Members of the House of Representatives, on Wednesday, unanimously rejected a Bill seeking to empower the National Assembly to impeach state governors and their deputies.
The Bill, jointly sponsored by Hon. Edward Pwajok from Plateau State and Ali Isa JC, from Gombe State, sought to amend the Constitution to give the National Assembly powers to remove a state governor or deputy “in appropriate circumstances.”
The Bill entitled, “A Bill to alter the Constitution of the Federal Republic of Nigeria, 1999 to delete the proviso to Section 11(4) of the Constitution to enable the National Assembly to remove a Governor or Deputy Governor of a State in appropriate circumstances and for other related matters,” was generally condemned by members of the House.

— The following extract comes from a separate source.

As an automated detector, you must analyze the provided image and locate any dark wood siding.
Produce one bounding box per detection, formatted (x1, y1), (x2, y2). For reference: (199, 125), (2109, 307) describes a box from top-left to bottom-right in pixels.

Leading debate on the Bill, Pwajok argued that since the constitution empowers the National Assembly to take over the function of state assemblies under certain circumstances, the constitution should also be amended to enable the federal legislature sack a state governor or deputy governor, whenever the needs arise.

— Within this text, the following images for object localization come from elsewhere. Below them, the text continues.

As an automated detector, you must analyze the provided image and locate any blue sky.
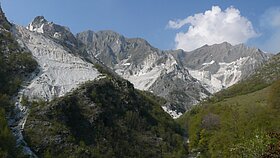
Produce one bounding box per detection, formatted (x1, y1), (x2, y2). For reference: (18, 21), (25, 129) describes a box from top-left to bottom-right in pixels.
(1, 0), (280, 53)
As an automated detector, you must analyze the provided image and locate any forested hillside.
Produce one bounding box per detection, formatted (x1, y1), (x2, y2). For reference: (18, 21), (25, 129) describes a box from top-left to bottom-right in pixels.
(23, 69), (188, 158)
(0, 14), (37, 158)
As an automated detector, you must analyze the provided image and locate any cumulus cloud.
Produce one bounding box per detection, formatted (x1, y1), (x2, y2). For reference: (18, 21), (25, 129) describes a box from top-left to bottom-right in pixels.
(168, 6), (258, 51)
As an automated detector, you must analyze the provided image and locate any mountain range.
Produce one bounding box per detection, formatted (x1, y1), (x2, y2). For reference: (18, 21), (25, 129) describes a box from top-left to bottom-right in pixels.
(18, 16), (270, 118)
(0, 5), (278, 157)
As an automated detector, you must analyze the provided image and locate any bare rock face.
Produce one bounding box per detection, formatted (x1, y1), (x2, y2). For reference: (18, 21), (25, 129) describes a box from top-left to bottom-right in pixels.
(15, 16), (270, 118)
(172, 42), (271, 93)
(77, 30), (211, 118)
(26, 16), (79, 53)
(15, 24), (101, 101)
(76, 31), (270, 118)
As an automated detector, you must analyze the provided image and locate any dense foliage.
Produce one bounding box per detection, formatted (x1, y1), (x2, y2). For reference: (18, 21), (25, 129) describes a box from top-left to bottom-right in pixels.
(0, 108), (18, 158)
(24, 76), (187, 158)
(0, 29), (37, 157)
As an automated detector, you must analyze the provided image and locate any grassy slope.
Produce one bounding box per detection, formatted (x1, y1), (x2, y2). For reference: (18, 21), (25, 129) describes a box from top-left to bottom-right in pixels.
(178, 81), (280, 158)
(178, 85), (280, 157)
(178, 53), (280, 157)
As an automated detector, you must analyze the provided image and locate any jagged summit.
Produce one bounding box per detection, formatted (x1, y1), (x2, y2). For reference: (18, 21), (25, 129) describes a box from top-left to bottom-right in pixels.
(31, 16), (48, 24)
(12, 14), (271, 118)
(217, 41), (232, 46)
(27, 16), (48, 33)
(27, 16), (78, 48)
(27, 15), (71, 34)
(77, 30), (125, 46)
(77, 29), (211, 117)
(176, 42), (267, 69)
(171, 42), (270, 93)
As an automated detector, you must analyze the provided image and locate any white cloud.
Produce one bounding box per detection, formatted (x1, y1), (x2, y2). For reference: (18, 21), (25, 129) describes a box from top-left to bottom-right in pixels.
(168, 6), (258, 51)
(167, 18), (189, 29)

“Why should we be able to remove the House of Assembly and not be able to remove the governor,” he contended.
Canvassing support for the Bill, the lawmaker said the proposed amendment, would save the country some problem in the event of unforeseen occurances in states, noting that” we have seen things that we never anticipated happening.”
Speaking on the Bill, the House Leader, Hon Femi Gbajabiamila described it as “patently defective” and an act of legislative over-reach.
Gbajabiamila added that allowing the Bill would be tantamount to turning the country into a unitary state. He said there was no need considering the Bill as it would never scale through in states, where at least 24 state Houses of Assembly are expected to support it, before it becomes law.
The House Leader said: “This is a Bill that seeks to empower the NASS to remove a state governor. Our constitution tells us that we runs a federal system. Allowing this bill will make this country like a unitary system.
“Why are we wasting legislative time? It will be dead on arrival in the states. No matter how you try to justify it. It does not make moral or legal sense.”
Overwhelmed by the barage of criticisms against the Bill, Pwajok eventually withdrew it.
However, he said he was happy that the Bill succeeded in stirring the federalist idea of the members of the House and prayed that the same spirit will be displayed in other issues on the country’s federalism.
Following the withdrawal of the contentious Bill, the Deputy Speaker, Hon. Yusuff Lasun, who presided at yesterday’s plenary, said the debate is deemed not to have taken place.
Earlier, Lasun announced that henceforth, bills seeking alterations to the 1999 constitution will no longer be entertained on the floor.
He said this is to enable the Special Ad-hoc Committee on Review of the Constitution to complete it’s assignments in good time.
The Deputy Speaker, who chairs the Constitution Review Committee, said the committee wants the new constitution to be ready for the President’s assent before the end of the third year of the present administration.
“We want to conclude work on the constitution before the end up the third year of this administration so that what ever amendment will not be said to have political undertone,” Lasun said.